SEATTLE – A new report finds nearly a half-million veterans would lose health coverage over the next decade under the GOP's health-care bills.

About 1.8 million veterans rely on Medicaid, according to an analysis by the Center for American Progress.

Nearly a quarter of those vets would lose insurance under the American Health Care Act, the House version of the bill that aims to repeal and replace the Affordable Care Act, or Obamacare.

Report author Kate Gallagher Robbins, director of family policy for the Center for American Progress, says the bills also would impact military families.

"There's effects of service on family members as well as veterans themselves, including PTSD,” she states. “There can be increased rates of domestic violence, and so there's a variety of factors for which families might also need health care and may not be able to get it if the Senate or the House bills eventually became law."

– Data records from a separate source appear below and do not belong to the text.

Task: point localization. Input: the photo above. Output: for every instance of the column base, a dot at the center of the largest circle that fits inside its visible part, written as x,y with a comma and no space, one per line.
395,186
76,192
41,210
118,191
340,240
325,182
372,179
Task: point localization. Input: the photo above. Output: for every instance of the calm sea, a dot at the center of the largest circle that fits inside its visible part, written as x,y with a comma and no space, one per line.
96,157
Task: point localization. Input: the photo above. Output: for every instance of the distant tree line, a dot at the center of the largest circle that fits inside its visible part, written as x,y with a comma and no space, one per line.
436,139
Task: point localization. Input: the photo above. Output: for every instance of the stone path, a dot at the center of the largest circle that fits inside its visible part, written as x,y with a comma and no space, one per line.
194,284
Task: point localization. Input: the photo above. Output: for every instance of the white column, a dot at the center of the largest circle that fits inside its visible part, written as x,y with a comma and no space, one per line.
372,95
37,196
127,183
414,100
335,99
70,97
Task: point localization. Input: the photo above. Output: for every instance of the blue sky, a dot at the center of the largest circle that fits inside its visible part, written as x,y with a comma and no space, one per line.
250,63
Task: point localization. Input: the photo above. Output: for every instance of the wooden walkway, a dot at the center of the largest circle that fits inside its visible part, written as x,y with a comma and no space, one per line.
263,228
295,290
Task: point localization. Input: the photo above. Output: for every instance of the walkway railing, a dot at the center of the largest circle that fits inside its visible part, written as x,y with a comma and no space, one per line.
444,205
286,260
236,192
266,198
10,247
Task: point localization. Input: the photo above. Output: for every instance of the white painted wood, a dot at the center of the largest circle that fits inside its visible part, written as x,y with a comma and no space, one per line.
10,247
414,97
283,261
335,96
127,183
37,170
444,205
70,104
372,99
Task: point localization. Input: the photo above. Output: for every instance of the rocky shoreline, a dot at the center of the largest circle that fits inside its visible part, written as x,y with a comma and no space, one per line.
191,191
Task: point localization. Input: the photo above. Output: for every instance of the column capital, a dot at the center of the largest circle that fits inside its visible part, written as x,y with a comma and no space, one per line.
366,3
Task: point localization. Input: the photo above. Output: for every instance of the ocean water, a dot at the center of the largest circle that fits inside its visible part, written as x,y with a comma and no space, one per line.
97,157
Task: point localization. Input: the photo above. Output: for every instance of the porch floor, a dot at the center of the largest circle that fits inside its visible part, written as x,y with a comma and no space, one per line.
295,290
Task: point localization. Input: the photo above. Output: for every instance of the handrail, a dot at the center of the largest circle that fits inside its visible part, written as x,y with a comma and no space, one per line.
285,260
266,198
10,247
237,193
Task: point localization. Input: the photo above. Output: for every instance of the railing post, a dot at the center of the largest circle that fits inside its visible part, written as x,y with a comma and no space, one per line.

The Senate planned to vote on its version of the bill as soon as this week, but Republicans have gone back to the drawing board to gain more support for their effort.

The analysis found about 8,600 veterans in Washington state would lose coverage by 2026 under the House version of the bill.

Robbins says the bills also weaken protections for people with pre-existing conditions, which would impact veterans with service-related conditions such as post-traumatic stress disorder or paralysis.

"The way that the bills are structured, you could see really skyrocketing costs for veterans and their families, particularly if they have a very expensive condition,” he states. “So, if you look at something like amputation, the cost of a prosthetic limb can rival the cost of a car."

Nearly 1 in 10 veterans is enrolled in Medicaid. A Congressional Budget Office analysis of the Republican proposed American Health Care Act (AHCA), found that by 2026, 23 million fewer Americans would have health insurance, most of them Medicaid recipients.